October 26th, 2011 | 1 min read

By NYC Smile Design

A person who is cavity free

Trusting your dentist is a desirable thing, and so is following their recommendations. But, in real life, you have to ask some questions, even of a dentist you trust. For instance, what if I told you that the advice you’ve been getting may be completely wrong when it to comes to staying cavity-free? Let’s begin with the biggest lie: “If you limit your sugar intake, you can virtually eliminate cavities.”  Sugar is only a very small portion of a much bigger problem–because sugar is actually food for the bacteria that causes cavities. And it gets worse: it isn’t just sugar that feeds the bacteria. If you really wanted to limit cavities by controlling everything that goes in your mouth, especially sugar, you’d have to stop people from eating anything with carbohydrates of any kind. Given our delight with sugar (and the equal delight of our mouth bacteria when you consume it), this is an unrealistic goal. It’s much easier to get rid of the bacteria that cause your cavities than to try to control the sugars that you (and they) consume.
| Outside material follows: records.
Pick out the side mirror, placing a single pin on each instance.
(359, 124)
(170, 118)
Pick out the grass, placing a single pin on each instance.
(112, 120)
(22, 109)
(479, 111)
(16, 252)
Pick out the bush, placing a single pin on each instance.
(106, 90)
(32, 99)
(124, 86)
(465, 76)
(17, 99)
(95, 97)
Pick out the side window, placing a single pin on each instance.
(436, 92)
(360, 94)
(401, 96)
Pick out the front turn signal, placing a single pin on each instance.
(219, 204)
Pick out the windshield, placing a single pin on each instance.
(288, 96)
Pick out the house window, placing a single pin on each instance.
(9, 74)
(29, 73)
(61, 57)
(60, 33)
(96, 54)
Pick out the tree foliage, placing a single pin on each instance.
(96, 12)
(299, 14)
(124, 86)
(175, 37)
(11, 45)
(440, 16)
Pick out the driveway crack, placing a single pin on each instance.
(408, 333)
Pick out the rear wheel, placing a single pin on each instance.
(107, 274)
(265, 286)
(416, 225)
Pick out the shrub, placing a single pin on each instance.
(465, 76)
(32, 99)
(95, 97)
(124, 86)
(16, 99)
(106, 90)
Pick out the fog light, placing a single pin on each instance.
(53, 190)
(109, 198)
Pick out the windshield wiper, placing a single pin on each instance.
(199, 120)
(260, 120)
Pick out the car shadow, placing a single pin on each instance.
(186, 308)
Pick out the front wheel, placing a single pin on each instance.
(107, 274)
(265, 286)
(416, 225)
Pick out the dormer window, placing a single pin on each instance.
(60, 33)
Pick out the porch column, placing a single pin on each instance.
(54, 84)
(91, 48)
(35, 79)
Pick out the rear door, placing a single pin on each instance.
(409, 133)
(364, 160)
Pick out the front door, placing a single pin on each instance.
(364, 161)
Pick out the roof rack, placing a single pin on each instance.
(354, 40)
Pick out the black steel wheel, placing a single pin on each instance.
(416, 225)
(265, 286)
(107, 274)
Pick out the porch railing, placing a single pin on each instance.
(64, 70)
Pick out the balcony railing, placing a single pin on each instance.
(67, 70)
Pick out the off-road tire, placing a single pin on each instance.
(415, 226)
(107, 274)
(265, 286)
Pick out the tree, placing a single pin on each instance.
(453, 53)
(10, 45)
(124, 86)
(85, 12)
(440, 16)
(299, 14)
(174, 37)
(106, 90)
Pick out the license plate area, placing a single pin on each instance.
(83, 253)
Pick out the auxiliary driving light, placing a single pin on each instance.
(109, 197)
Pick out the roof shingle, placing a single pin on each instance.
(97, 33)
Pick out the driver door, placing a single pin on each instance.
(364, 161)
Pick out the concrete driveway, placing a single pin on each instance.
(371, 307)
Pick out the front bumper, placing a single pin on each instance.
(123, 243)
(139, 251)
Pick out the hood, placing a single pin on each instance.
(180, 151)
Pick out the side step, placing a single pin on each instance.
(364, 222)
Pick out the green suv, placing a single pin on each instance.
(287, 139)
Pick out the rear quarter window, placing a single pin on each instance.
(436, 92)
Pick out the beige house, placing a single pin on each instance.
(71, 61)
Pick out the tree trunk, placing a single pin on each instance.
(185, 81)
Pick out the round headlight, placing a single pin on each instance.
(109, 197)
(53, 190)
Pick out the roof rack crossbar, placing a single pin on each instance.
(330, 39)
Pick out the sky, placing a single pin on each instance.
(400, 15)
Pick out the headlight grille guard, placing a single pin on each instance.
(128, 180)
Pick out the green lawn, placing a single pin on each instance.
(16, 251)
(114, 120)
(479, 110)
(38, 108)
Mouth bacteria will happily feed on anything that can break down into sugars in your mouth, so worrying so much about a sugary diet as the chief cavity culprit is like trying to prevent water seepage in your basement by trying to stop the rain. Of course, controlling diet does make a difference, and is important also. For instance, refined sugars and carbohydrates, and fake sugars like high fructose corn syrup, are actually dangerous. Avoid them like the plague, and limit your intake with as much determination as you can muster. There’s more: want to limit cavities in your mouth? Control the acid in your mouth! Acid is the enemy. Control the acid and you control the health of your mouth, and your cavities along with it.  Period.  I’ll even go one step further and say that control the acid and you control your health.  In upcoming blogs, I will dig deeper into sugar and acid and how they affect your teeth and your health. Meantime, practice just saying no.